Hay ocasiones en las que los propietarios compran el sustrato atraídos por un agradable perfume. Ten precaución: para ti quizá no tenga una fragancia demasiado fuerte, pero seguramente para tu mascota sí. Sustratos como las cortezas, además de desprender un fuerte olor que puede llegar a estresar al animal, hay veces que también sueltan resina y llegan a ser peligrosas si las ingiere el animal.

No olvides que la limpieza y la higiene son los aspectos fundamentales para mantener con buena salud a tu mascota. Procura elegir un material que puedas limpiar. La descomposición de las heces o los alimentos que rechaza tu mascota provocan bacterias u hongos que pueden resultar muy perjudiciales para la misma.

Tipos de sustrato

Como sustrato se emplean diferentes materias como turba, arena, tierra, serrín, piedras, corteza de coco, etc. Te explicamos las características de los más utilizados por los propietarios:

– Corteza de pino: se utiliza para terrarios semihúmedos y húmedos. Es muy absorbente y ayuda a regular la humedad del aire en el habitáculo. Ideal para reptiles de avanzada edad.

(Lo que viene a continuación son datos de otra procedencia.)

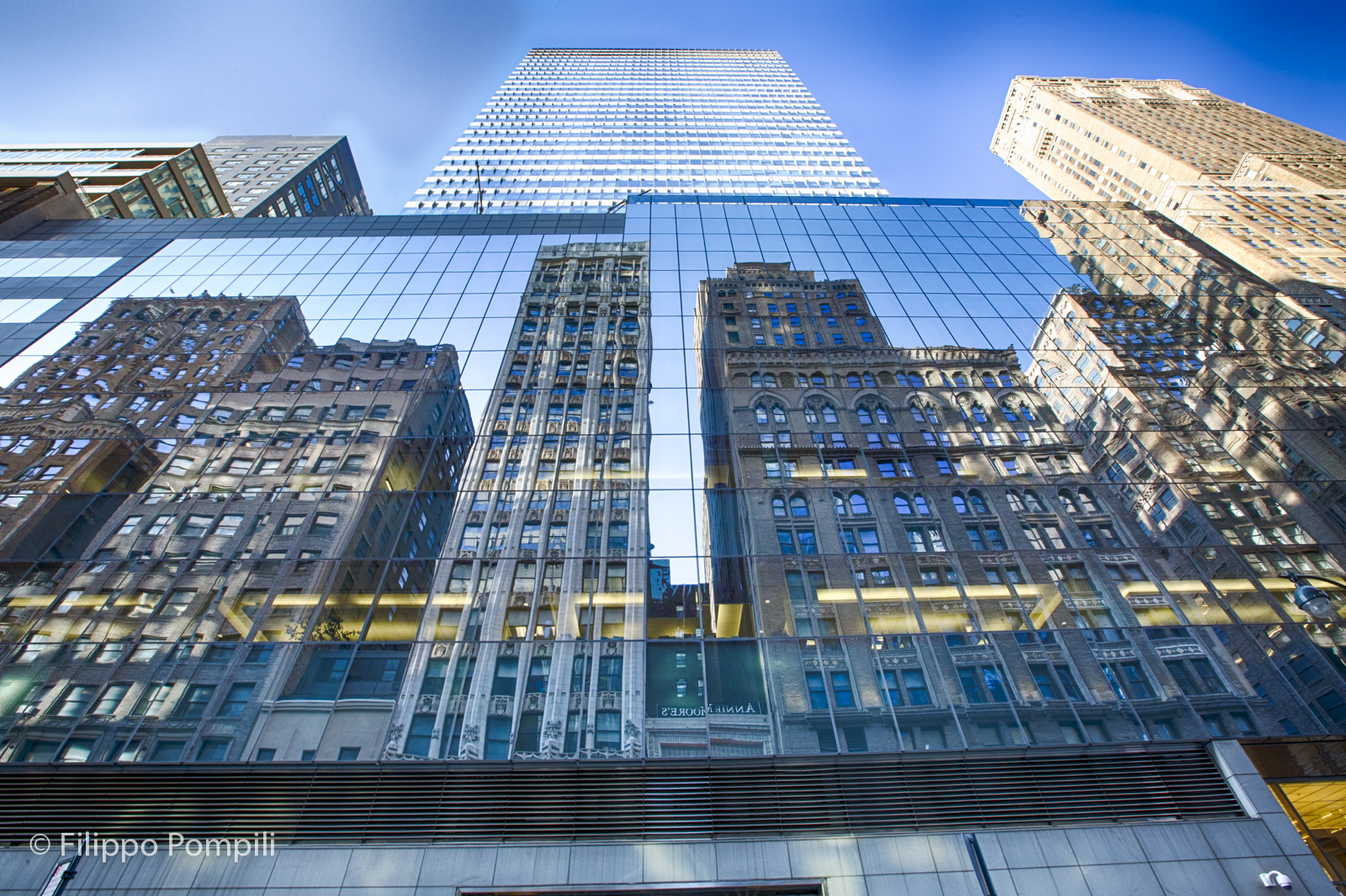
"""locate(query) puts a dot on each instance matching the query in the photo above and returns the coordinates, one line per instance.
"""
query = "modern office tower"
(508, 693)
(1124, 140)
(282, 175)
(215, 478)
(574, 130)
(533, 646)
(120, 181)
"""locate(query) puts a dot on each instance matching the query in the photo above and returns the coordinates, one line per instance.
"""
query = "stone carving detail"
(552, 739)
(392, 745)
(468, 745)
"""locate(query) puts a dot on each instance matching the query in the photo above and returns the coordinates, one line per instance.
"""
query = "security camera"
(1276, 879)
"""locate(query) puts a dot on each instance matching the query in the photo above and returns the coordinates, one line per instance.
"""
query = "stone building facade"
(533, 642)
(912, 530)
(1200, 402)
(208, 476)
(1126, 139)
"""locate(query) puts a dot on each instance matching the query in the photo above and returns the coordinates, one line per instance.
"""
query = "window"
(236, 700)
(76, 701)
(193, 705)
(917, 692)
(841, 689)
(112, 697)
(818, 691)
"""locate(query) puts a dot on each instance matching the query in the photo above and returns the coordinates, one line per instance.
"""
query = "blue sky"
(915, 87)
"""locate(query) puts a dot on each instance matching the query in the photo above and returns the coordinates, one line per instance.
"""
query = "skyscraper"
(120, 181)
(1262, 190)
(791, 557)
(289, 177)
(587, 128)
(1121, 139)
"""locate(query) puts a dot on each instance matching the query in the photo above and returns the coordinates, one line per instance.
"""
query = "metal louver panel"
(652, 799)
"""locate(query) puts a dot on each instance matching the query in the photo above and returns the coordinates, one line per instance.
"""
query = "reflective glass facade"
(586, 128)
(745, 480)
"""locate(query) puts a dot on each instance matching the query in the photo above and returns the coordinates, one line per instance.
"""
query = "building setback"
(587, 128)
(789, 556)
(538, 608)
(282, 175)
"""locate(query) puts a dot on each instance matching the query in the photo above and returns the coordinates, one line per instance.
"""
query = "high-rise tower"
(1264, 191)
(575, 128)
(1121, 139)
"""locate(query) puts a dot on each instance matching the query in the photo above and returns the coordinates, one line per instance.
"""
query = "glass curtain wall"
(749, 480)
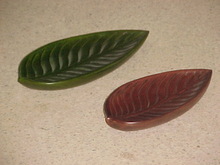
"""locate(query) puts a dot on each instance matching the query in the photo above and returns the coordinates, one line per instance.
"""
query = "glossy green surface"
(77, 60)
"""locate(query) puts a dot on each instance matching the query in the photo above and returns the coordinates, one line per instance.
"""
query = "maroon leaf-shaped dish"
(155, 99)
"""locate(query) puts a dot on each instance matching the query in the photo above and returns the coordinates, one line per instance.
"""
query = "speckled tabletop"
(67, 127)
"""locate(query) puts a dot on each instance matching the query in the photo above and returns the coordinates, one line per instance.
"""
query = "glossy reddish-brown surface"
(155, 99)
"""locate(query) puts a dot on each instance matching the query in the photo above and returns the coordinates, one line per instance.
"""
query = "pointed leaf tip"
(155, 99)
(77, 60)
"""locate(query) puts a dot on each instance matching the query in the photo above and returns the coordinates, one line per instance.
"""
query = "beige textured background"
(67, 127)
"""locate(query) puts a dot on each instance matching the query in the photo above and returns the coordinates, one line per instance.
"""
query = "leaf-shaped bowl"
(77, 60)
(155, 99)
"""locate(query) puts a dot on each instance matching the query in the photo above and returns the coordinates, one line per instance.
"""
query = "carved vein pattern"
(71, 59)
(145, 99)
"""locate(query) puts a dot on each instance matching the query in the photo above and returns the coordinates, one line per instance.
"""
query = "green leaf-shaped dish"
(76, 60)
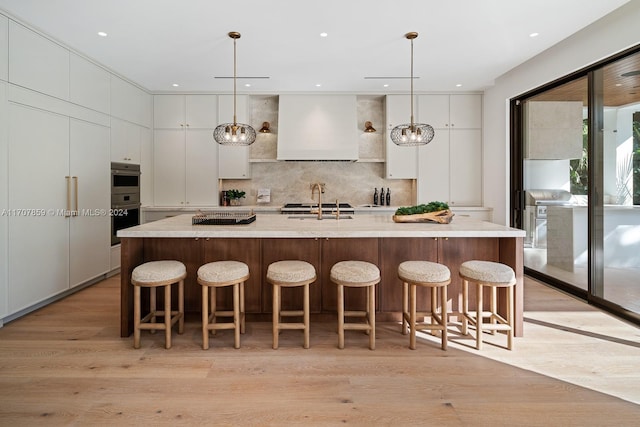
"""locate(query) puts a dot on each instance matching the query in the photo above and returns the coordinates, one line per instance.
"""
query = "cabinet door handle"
(75, 195)
(67, 212)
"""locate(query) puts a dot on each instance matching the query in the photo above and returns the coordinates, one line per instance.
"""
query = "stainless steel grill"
(537, 202)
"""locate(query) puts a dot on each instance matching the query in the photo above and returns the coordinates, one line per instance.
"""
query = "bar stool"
(289, 274)
(494, 275)
(425, 274)
(220, 274)
(153, 275)
(356, 274)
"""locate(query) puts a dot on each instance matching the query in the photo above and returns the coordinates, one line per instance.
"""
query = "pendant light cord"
(235, 122)
(412, 85)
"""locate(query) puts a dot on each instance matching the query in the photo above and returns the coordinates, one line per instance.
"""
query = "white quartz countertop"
(274, 226)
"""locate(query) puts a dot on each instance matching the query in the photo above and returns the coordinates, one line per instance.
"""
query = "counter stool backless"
(153, 275)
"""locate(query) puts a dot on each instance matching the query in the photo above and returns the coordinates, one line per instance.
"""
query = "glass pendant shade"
(234, 133)
(409, 134)
(412, 134)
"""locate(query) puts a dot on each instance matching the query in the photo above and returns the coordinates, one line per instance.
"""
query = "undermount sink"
(315, 217)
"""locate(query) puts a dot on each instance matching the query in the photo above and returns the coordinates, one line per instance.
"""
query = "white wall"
(613, 33)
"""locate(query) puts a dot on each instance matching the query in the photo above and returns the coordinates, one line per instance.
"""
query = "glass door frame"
(594, 294)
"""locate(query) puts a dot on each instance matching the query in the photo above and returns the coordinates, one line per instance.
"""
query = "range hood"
(317, 127)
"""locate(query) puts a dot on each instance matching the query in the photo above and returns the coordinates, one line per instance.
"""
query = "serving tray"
(223, 218)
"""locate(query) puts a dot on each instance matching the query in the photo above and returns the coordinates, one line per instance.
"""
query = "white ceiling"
(156, 43)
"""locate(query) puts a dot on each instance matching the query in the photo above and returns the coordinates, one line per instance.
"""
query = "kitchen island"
(372, 238)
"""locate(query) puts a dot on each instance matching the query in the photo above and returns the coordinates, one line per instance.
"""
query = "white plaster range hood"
(317, 127)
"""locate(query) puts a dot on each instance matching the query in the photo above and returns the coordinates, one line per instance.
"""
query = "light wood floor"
(66, 365)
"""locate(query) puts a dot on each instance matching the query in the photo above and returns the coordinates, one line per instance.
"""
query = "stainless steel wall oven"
(125, 198)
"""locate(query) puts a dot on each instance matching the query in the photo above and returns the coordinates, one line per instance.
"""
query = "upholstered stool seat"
(424, 274)
(220, 274)
(290, 273)
(153, 275)
(494, 275)
(360, 274)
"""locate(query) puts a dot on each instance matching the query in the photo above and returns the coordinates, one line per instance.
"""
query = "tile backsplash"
(350, 182)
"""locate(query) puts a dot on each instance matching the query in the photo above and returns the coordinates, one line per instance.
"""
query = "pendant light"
(234, 133)
(409, 134)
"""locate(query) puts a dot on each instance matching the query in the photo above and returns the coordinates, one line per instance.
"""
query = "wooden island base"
(322, 252)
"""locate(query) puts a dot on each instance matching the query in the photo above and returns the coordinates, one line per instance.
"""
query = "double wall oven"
(125, 198)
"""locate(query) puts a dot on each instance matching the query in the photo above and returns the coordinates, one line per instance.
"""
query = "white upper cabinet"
(434, 110)
(444, 111)
(401, 162)
(4, 48)
(450, 166)
(185, 111)
(37, 63)
(89, 84)
(233, 160)
(130, 103)
(125, 141)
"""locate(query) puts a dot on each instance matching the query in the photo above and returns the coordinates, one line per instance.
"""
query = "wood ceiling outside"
(614, 96)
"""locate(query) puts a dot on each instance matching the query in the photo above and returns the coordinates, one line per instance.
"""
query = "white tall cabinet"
(4, 203)
(184, 152)
(450, 167)
(4, 48)
(60, 164)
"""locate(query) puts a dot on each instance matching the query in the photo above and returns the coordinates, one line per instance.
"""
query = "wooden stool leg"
(405, 306)
(443, 316)
(236, 315)
(136, 317)
(305, 311)
(153, 307)
(412, 316)
(181, 307)
(372, 317)
(242, 312)
(510, 317)
(340, 316)
(167, 316)
(479, 316)
(214, 307)
(205, 317)
(465, 306)
(494, 309)
(276, 314)
(434, 307)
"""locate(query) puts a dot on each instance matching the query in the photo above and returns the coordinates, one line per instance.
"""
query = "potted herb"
(234, 196)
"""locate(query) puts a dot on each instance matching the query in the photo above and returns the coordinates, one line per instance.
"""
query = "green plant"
(430, 207)
(235, 194)
(578, 168)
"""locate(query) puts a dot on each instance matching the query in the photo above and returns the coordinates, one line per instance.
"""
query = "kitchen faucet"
(320, 188)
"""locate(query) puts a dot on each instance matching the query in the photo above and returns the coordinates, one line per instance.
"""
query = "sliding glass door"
(577, 182)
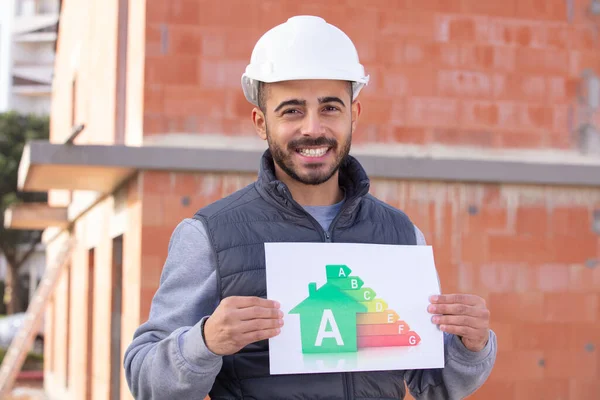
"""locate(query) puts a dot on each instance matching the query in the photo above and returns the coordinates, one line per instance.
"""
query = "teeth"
(313, 152)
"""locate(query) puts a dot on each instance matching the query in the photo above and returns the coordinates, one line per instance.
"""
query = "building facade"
(27, 42)
(477, 122)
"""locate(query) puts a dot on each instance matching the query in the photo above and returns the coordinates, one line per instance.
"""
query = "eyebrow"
(297, 102)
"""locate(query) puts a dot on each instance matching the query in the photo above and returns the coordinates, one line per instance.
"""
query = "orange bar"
(386, 317)
(397, 328)
(408, 339)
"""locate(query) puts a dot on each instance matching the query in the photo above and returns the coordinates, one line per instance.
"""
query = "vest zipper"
(328, 238)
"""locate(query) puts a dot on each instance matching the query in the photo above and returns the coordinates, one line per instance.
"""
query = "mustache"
(312, 142)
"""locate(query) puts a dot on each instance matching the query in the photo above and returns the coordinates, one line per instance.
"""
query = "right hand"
(239, 321)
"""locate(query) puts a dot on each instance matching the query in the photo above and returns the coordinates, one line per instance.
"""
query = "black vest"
(240, 224)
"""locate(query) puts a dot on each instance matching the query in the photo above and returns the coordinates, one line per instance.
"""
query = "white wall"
(6, 18)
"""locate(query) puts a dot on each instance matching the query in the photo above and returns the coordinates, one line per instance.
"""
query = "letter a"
(334, 333)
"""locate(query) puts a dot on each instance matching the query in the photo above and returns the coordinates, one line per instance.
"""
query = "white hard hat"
(304, 47)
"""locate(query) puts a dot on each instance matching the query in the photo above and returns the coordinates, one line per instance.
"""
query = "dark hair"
(262, 92)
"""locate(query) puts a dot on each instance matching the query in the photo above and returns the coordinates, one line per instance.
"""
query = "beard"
(317, 173)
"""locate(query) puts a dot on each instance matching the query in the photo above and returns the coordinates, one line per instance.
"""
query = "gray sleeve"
(464, 371)
(167, 358)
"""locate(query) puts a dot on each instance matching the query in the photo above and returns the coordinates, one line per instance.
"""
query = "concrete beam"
(47, 166)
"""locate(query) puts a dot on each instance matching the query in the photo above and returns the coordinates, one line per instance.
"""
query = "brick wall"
(494, 74)
(460, 72)
(453, 72)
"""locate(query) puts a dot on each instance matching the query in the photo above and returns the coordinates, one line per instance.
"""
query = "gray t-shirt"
(168, 358)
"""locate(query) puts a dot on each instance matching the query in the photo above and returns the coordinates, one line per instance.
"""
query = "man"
(210, 318)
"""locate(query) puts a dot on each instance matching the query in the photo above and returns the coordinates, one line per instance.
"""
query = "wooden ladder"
(21, 344)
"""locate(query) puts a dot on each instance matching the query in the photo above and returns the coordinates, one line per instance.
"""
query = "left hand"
(464, 315)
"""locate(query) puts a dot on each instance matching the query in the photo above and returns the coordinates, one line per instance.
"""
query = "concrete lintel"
(98, 167)
(35, 216)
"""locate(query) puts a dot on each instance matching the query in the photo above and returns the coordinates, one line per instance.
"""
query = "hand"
(239, 321)
(464, 315)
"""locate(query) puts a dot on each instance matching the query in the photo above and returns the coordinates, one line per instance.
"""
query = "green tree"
(17, 245)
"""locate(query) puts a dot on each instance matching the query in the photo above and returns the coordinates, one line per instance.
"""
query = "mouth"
(313, 152)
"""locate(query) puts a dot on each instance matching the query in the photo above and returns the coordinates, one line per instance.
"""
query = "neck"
(325, 194)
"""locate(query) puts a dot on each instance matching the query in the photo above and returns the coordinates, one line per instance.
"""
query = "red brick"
(580, 388)
(157, 11)
(573, 249)
(571, 364)
(184, 40)
(407, 24)
(465, 83)
(512, 307)
(479, 114)
(572, 220)
(542, 61)
(186, 12)
(474, 248)
(499, 278)
(542, 389)
(518, 366)
(505, 334)
(533, 220)
(541, 336)
(432, 111)
(542, 9)
(462, 29)
(439, 6)
(153, 99)
(413, 81)
(410, 135)
(192, 100)
(570, 307)
(153, 210)
(494, 389)
(492, 8)
(180, 70)
(520, 139)
(154, 124)
(155, 239)
(558, 36)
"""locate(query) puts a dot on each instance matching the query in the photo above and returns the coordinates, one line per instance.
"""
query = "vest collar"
(353, 179)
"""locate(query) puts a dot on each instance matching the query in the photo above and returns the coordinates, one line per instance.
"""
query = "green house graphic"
(328, 320)
(344, 316)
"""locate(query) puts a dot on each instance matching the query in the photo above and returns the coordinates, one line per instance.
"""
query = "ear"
(356, 110)
(260, 123)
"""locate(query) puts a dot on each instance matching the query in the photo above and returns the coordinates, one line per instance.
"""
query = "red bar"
(409, 339)
(397, 328)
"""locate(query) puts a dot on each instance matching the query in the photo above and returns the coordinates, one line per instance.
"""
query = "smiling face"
(308, 126)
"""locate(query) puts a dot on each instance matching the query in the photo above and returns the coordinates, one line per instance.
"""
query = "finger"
(472, 322)
(251, 301)
(467, 299)
(464, 331)
(256, 312)
(257, 336)
(259, 325)
(458, 309)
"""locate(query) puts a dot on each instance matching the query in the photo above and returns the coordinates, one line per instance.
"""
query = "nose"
(312, 124)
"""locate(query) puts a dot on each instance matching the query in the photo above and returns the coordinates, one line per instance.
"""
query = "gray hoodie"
(168, 358)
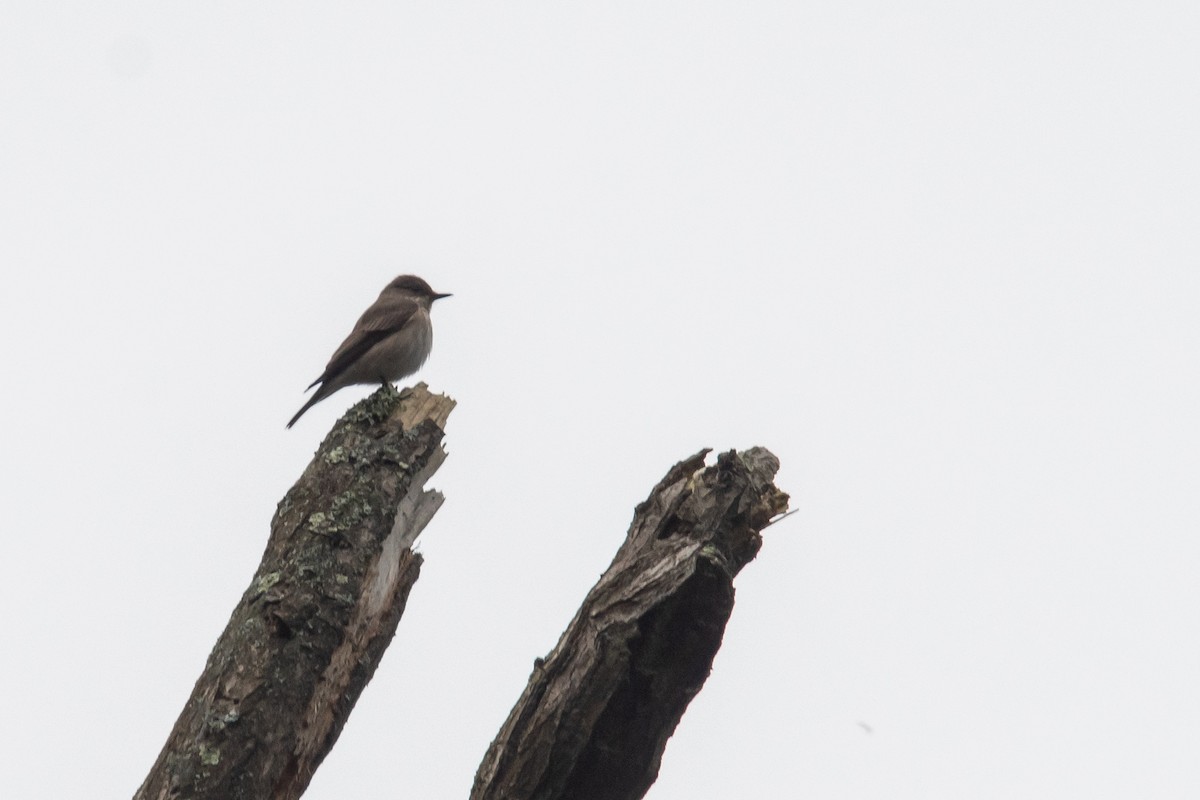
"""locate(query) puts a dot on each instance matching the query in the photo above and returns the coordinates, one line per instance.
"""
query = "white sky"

 -Virutas de madera: natural y libre de pesticidas. Se utiliza principalmente en terrarios húmedos y tropicales. Es excelente para animales selváticos y reptiles de avanzada edad.

– Astillas de haya: para terrarios secos. Se aconseja utilizarlo en el caso de poseer serpientes y reptiles.

– Tierra mezclada: es absorbente y retiene muy bien la humedad. Se utiliza para las especies excavadoras y para todos los animales selváticos.

– Copos de coco: material absorbente y muy ligero que es muy apropiado para anfibios.

– Granulado de maíz: ideal para saurios, serpientes y cualquier animal de desierto o regiones áridas.

– Humus expansible: está formado por un material comprimido y seco que, al añadir agua, se convierte en un fantástico humus. El humus es una sustancia muy beneficiosa para el suelo, ideal para terrarios de arácnidos y para las plantas.

– Sustrato cálcico: si tienes una tortuga, un lagarto o una serpiente, este tipo de sustrato será ideal para tu mascota. No te preocupes si el animal lo ingiere porque, además de no ser tóxico para él, el calcio de este producto contribuirá al desarrollo de sus huesos.

– Arena del desierto: para animales residentes en zonas desérticas y arenosas. Estimula el desove y es apreciado por las especies excavadoras.

– Vermiculita: se utiliza para la incubación de los huevos de los reptiles. Se recomienda usarlo cuando los huevos son de tamaño pequeño y de cáscara blanda.

– Papel de periódico: no es muy decorativo, sin embargo, si no se tiene presupuesto resulta barato. Además, es desechable y se maneja con facilidad.

Como ves, existen infinidad de clases de sustrato que puedes emplear para asegurar la comodidad y la higiene de tú exótico e interesante amigo.